La FSU, très connue des enseignants, mais aussi dans le reste de la fonction publique
- 53% des fonctionnaires connaissent la FSU (et 35% des moins de 35 ans). Parmi eux, 12% connaissent assez précisément les positions qu’elle défend contre 41% qui la connaissent mais sans savoir précisément quelles sont ses positions.
- Les personnels de l’Education nationale sont beaucoup plus nombreux à la connaître : 76% des personnels non enseignants et surtout 92% des enseignants, dont 37% connaissent assez bien ses positions. En revanche, seuls 46% des agents de la fonction publique territoriale la connaissent (dont 7% ses positions) et seulement 30% dans la fonction publique hospitalière (dont 3% ses positions), ce qui s’explique par le fait que la FSU n’est pas implantée dans la Fonction Publique Hospitalière, plusieurs ministères (dont la Défense) et ne l’est que depuis peu dans la fonction publique territoriale.
- Assez logiquement, la FSU est donc perçue avant tout comme « un syndicat de profs » (68% des fonctionnaires qui la connaissent citent ce trait d’image). Mais elle est également considérée par une majorité comme modérée (61%) et utile au quotidien (60%) et ce quelle que soit la fonction publique à laquelle les agents appartiennent. Elle est également, mais dans une moindre mesure, jugée force de propositions construites avec les personnels (53%) et efficace (51%). Enfin, environ un fonctionnaire sur deux qui la connait la considère plutôt dogmatique (51%), trop politisée (50%) et appelant trop à la grève et ne négociant pas assez (41% ; 39% des enseignants qui la connaissent mais 48% des personnels non enseignants ou 47% des fonctionnaires territoriaux).
- Les fonctionnaires attendent avant tout des syndicats qu’ils informent les agents de leurs droits (50% d’entre eux citent cette mission parmi les deux plus importantes) et soutiennent les agents en difficulté (49%). Plus de trois fonctionnaires sur quatre considèrent d’ailleurs qu’il est problématique que les représentants élus du personnel n’aient plus autant d’informations sur l’évolution de leur carrière avec les réformes en cours (77%).
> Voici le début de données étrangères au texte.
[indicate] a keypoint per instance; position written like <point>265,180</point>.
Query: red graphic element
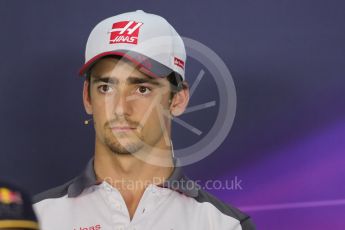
<point>95,227</point>
<point>125,32</point>
<point>179,62</point>
<point>8,197</point>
- Du côté des sympathisants de la FSU, soutenir les agents en difficulté est la première des missions assignée au syndicat (46%), devant l’action au quotidien (44%), le fait d’être force de propositions (43% ; bien plus souligné que par l’ensemble des fonctionnaires ou les sympathisants d’autres syndicats -35% en moyenne-). Les sympathisants de la FSU ont également davantage tendance à considérer que le rôle d’un syndicat est d’organiser les luttes des agents (22% contre 9% pour l’ensemble des fonctionnaires et davantage que pour tous les autres syndicats cités -12% en moyenne-, 18% pour la CGT).